Preston gives special attention to Franco’s long absences on hunting and fishing trips. Spain, the Caudillo remarked in one of his disconcerting asides—he was not devoid of a wry sense of humor—“is easy to govern.” By the 1970s that governability was in question.

Franco claimed to Vernon Walters, the American general and diplomat, that his legacy to Spain would be not the Valle de los Caídos but a prosperous middle class. This middle class provided Franco with his ministers and ran the administration, and it gave the regime essential social support. Its members viewed with alarm the failure of the official syndicates to contain the demands of the new militant working class, a product of the boom of the 1960s like the new middle class itself. By 1975 Spain had more strikes than any other European country. The Francoist regime hoped to attract the working class, huddled in the squalor of the new industrial suburbs, with the benefits of a welfare state; but no regime that is dependent on middle-class support can heavily tax its supporters. If the “tap of money” is turned off, as José Luis de Arrese, Franco’s housing minister, complained, no advanced social policy is possible. He put his finger on an insoluble dilemma.

The contradictions of Franco’s regime were symbolized in the Caudillo’s own death agony: he was plugged into every device of modern medicine, while his bed was covered with the mantle of the Virgin of Pilar, the mummified arm of Saint Teresa lay beside it. The sudden collapse of the regime after 1975 was, in my view, the result of a cultural failure in the broadest sense of the word. Its historical vision no longer carried conviction.
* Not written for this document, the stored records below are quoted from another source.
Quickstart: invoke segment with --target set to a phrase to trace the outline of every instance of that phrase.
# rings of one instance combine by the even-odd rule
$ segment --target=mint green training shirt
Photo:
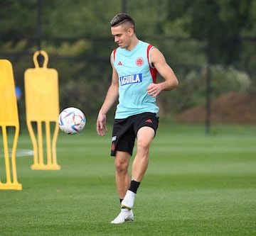
[[[115,119],[144,112],[159,112],[156,98],[146,92],[148,86],[156,83],[156,69],[150,62],[152,47],[149,43],[139,40],[131,51],[118,47],[112,52],[114,67],[119,77],[119,103]]]

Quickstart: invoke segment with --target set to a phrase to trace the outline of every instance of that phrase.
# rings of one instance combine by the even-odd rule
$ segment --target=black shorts
[[[158,124],[158,114],[150,112],[131,116],[124,119],[114,119],[111,156],[115,156],[117,151],[126,152],[132,156],[138,130],[142,127],[148,126],[154,129],[156,135]]]

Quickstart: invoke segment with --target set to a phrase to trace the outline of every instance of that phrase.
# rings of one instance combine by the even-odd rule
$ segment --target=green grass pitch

No writer of distinction supported Francoism.3 The essential legitimacy conferred by the Church was steadily withdrawn after the Second Vatican Council between 1962 and 1965, a stab in the back Franco could not comprehend. After 1975, without these cultural props, Francoism survived, Preston concludes, as the property of a dwindling band of aging loyalists nostalgic for the 1940s.

Preston’s book, an unremittingly hostile portrait of Franco, will remain the standard biography for a long time. Franco himself emerges as a colorless figure, a bourgeois family man, with no private vices and no civic virtues beyond a military sense of duty and honor, addicted like his subjects to TV and football, his mind inhabited by the ghosts of the past and snatches of stale Falangist rhetoric. His ministers are presented, for the most part one-dimensionally, as servile hacks. Preston’s lack of any sympathy with Francoism is revealed in his language. Arrese, Franco’s favorite Falangist ideologue, is “oily,” “frenetically ambitious,” a “servile lackey.” Admiral Carrero Blanco, who ran Franco’s political office, was devoted to his chief “in a quietly servile way.”

The survival of this seemingly ordinary figure as ruler of a major European nation cannot be explained solely by Franco’s political skills, which were increasingly eroded, as Preston demonstrates, by age and disease. His survival can only be explained by the relationship between the regime and Spanish society. Apart from the savage postwar repression, the grinding poverty of the “years of hunger” in the 1940s precluded, for most Spaniards, all but a struggle for individual survival. In the 1960s came the anesthesia of the beginnings of a consumer society. In the final years the toleration of a semilegal opposition of monarchists, Christian Democrats, and Liberals combined with efforts of the illegal opposition of Communists and Socialists to allow a democratic alternative to be formulated and presented to the public. But by then the minds of the politically aware were concentrated less on evicting an archaic and aging authoritarian, who would soon die anyway, than on the problem “After Franco what?”

It would be absurd to argue, as some do, that Franco was the father of democracy; he opposed it to the end. But the society that had grown up under his rule could find no other resting place. Supported by Franco’s chosen heir, King Juan Carlos, the transition to pluralist democracy was made possible by the political skills of a Francoist apparatchik, Prime Minister Adolfo Suárez, and his colleagues. Many of them were repentant “servile lackeys” under pressure from an opposition that represented the aspirations of a newly emerged civil society, a society that was, in large part, a product of the Francoist boom of the 1960s.